A vida dos belgas se complicou de vez aos 66 minutos, quando o zagueiro Ngoy cometeu um erro bizarro na saída de bola, perdeu a jogada para Taremi e precisou apelar, derrubando o camisa 9 sem bola para evitar uma chance clara de gol. Vermelho direto incontestável. Com um a mais e substituições ousadas na reta final – como a entrada de Moghanlou para dobrar a presença de área -, o Irã foi para o abafa e fez a torcida cantar alto nos minutos finais.
Aos 85 minutos, De Cuyper arriscou no contrapé de Beiranvand, mas o goleiro segurou firme, coroando uma atuação de melhor em campo. Faltou um pouco de refino técnico para calibrar os cruzamentos nos acréscimos, mas o empate acabou sendo um prêmio justo para quem não se intimidou. O Irã engata sua segunda grande exibição, cala os críticos da nova fórmula do torneio e entra vivo na última rodada. Pela primeira vez em 24 anos, a Bélgica inicia um Mundial sem vencer nenhuma das duas primeiras partidas, e nós agradecemos de joelhos ao nosso pastor das traves por isso.
Se existia alguma dúvida de que milagres acontecem, Beiranvand pegou todas elas, transformou em bola e espalmou para longe da meta com a maior tranquilidade do mundo, gurizada! O homem simplesmente virou uma muralha intransponível no Los Angeles Stadium, fechando o gol com direito a defesas místicas e provando que, quando o está inspirado, nem a badalada artilharia belga consegue tirar o doce de sua boca. Foi uma atuação monumental, daquelas que não só garantem um ponto histórico na tabela, mas que lavam a alma do torcedor e deixam claro que o Team Melli não veio para a Copa a passeio.

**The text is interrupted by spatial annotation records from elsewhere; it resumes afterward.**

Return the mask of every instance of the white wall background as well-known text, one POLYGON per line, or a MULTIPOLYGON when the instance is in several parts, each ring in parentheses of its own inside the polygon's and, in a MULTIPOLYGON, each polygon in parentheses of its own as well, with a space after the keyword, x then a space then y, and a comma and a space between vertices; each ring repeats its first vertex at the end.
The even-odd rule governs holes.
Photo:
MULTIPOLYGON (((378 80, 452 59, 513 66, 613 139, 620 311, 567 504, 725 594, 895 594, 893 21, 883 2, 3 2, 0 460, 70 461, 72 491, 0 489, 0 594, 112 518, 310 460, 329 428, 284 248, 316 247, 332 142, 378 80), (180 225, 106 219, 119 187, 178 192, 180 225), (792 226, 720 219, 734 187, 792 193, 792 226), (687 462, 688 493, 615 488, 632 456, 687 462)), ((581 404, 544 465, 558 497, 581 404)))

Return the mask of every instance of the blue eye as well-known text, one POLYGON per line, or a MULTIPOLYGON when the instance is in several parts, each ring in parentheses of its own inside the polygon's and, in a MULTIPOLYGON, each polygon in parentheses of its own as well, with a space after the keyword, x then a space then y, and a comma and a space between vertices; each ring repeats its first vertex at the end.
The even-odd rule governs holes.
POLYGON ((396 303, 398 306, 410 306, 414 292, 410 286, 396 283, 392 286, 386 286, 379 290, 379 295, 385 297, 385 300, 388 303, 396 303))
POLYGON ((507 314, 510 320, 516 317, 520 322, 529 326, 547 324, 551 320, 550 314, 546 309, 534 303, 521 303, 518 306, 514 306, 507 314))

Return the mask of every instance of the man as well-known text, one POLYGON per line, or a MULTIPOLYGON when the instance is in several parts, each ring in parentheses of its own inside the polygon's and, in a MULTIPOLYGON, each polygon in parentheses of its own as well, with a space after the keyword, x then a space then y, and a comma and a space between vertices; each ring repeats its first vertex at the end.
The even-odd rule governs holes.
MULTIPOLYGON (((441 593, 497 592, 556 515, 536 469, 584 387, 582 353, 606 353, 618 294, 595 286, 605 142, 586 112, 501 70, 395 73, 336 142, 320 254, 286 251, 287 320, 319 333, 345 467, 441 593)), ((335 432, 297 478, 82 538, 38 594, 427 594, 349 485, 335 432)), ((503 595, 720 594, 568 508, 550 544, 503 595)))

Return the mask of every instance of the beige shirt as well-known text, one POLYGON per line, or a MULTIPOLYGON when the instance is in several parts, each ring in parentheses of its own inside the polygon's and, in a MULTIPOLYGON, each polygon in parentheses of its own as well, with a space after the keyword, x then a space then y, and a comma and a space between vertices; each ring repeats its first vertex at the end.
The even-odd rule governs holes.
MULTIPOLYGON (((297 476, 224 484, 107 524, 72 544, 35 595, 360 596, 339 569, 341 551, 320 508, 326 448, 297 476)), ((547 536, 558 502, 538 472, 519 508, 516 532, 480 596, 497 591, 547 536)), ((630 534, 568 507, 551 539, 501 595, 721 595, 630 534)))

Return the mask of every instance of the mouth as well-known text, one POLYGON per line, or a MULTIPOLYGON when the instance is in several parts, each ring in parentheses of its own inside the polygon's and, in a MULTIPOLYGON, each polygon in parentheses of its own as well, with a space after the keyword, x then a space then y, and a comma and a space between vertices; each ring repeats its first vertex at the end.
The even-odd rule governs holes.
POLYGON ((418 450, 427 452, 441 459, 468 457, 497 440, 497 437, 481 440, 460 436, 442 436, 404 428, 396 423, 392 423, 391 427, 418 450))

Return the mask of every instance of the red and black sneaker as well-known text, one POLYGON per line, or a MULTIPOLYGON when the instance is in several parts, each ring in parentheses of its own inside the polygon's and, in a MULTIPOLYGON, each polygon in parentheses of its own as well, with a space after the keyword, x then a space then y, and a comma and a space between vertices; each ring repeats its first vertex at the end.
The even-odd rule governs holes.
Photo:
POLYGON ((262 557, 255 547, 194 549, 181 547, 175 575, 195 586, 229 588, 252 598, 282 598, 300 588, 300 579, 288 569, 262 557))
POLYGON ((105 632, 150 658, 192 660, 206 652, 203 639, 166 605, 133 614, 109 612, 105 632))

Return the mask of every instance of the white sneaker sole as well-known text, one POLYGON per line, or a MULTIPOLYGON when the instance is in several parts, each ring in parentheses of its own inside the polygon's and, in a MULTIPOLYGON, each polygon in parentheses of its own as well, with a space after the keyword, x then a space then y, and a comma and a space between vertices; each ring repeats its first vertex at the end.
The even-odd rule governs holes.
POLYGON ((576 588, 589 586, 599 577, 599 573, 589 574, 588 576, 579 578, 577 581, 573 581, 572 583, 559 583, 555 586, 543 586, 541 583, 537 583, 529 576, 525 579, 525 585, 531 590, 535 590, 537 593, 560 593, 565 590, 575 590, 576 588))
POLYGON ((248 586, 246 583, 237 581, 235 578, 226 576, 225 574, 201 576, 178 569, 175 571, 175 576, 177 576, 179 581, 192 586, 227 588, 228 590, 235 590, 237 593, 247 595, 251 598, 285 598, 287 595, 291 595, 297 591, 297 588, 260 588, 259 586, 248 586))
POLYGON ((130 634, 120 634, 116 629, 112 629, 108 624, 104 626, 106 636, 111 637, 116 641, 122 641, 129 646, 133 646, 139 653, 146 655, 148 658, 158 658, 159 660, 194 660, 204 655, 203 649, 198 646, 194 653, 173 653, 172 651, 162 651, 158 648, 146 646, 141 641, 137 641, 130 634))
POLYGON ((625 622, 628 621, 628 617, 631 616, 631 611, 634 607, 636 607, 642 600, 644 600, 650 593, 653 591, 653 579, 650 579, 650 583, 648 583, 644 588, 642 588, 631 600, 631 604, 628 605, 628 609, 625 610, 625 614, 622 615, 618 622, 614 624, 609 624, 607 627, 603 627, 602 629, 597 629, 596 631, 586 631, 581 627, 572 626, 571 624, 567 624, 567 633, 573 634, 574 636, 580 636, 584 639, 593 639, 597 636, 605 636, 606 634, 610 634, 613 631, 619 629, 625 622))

É possível que, pela primeira vez, o Irã chegue ao mata-mata de um mundial. Na Copa dos Goleiros, Beiranvand vê seu nome se juntar aos de Vozinha, ídolo de Cabo Verde, e Eloy Room, arqueiro sensação de Curaçao, como o jogador que pode fazer a diferença não para um time, mas para uma nação inteira. O camisa 1 do Team Melli recebeu o cobiçado 10 pela plataforma Sofascore, mas, mais que isso, estará na prece de agradecimento de todo torcedor iraniano apaixonado esta noite.
Próximo jogo
Com dois pontos somados na tabela, o Irã volta a campo à meia-noite de sábado (27), para disputar o último jogo da fase de grupos contra o Egito, no Seattle Stadium. A Bélgica joga neste mesmo dia contra a Nova Zelândia. A bola rola no mesmo horário no BC Place Vancouver.
Por Luiza Corrêa
*Esclarecemos que os textos trazidos nesta coluna não refletem, necessariamente, a opinião do Portal Mulheres em Campo.